Well if it isn't the consequences of your own actions...


Recruitment karma is real, and it's up to you if it's good karma or bad karma.


Your recruitment strategy should have the same level of attention as your marketing and sales strategies. Why? Because it's really funking important. Because even your entry level hires have an impact on your show/division/business. Because that impact adds up and affects overall performance. Because you're responsible for that performance. Because you will be judged on that performance. Because that judgement will come knocking every time you shoot for a promotion or apply for a job elsewhere.


Let's talk good karma.

Get a hire right, and that new team-member will positively impact the revenue/profit of your show(s), whether that's through easily measured impact like sales or marketing, or more indirect like a finance role that positively impacts your cashflow by improving how quickly your customers pay their invoices, giving you more flexibility to invest in other areas that will boost sales.

A good hire will also have a positive impact on the culture within your business, regardless of which department they are in. They will add their own ways of thinking, they will contribute to a positive working environment, they will be a strong advocate for working in your business.

I recently read (listened to the audiobook) Atomic Habits by James Clear and a very quick takeaway is that many 1% changes that increase your performance all add up to create huge improvements.

Now, I am in no way whatsoever encouraging the comparison of people to percentages, but if you consider every hire as a potential 1% or more increase to company performance, just imagine the difference in getting every single hire right, first time.


Now for the bad karma.

Just one bad hire can cause massive issues. Whether directly by poor performance, or indirectly by how they interact with the rest of the team. And when they do leave, those who remain will feel added uncertainty, and you'll be stuck doing another round of interviews and facing the cost of training and onboarding another new person.

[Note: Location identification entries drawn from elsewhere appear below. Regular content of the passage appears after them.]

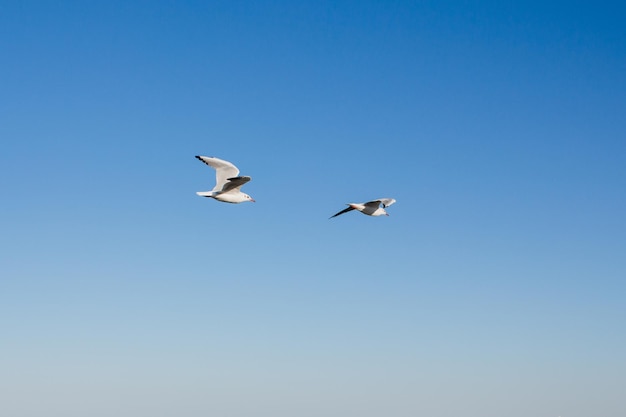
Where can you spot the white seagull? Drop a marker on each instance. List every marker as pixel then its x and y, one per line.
pixel 371 208
pixel 227 182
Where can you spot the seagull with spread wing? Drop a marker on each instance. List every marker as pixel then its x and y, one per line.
pixel 371 208
pixel 227 182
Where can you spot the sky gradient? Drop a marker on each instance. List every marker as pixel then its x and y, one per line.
pixel 495 287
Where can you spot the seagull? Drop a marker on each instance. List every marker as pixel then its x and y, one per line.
pixel 371 208
pixel 227 182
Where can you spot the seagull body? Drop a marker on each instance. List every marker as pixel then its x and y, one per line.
pixel 227 182
pixel 371 208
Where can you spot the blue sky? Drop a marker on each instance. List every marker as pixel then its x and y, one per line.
pixel 495 287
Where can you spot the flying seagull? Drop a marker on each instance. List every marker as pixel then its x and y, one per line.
pixel 227 182
pixel 371 208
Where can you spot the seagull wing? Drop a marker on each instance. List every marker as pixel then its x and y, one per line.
pixel 373 205
pixel 342 211
pixel 234 183
pixel 223 170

Don't forget the reputational impact, too - there are two sides to every story after all, and while the truth may lie somewhere in the middle, your now-former employee may feel so strongly that they decide to share their negative experience. Get it wrong too many times and new candidates will be reluctant to even interview at your organisation.


That's enough doom and gloom. This article stemmed from a post I wrote about bums-on-seats not being a recruitment strategy. I still hear of companies in our industry deliberately hiring more people than they need, with a clear intention of firing those who don't perform as well.

This really does have to stop. Those bums on seats are attached to people, and those people are relying on their job to pay their bills and support their families.


Put people first. Or recruitment karma will catch up with you and bite you in the arse.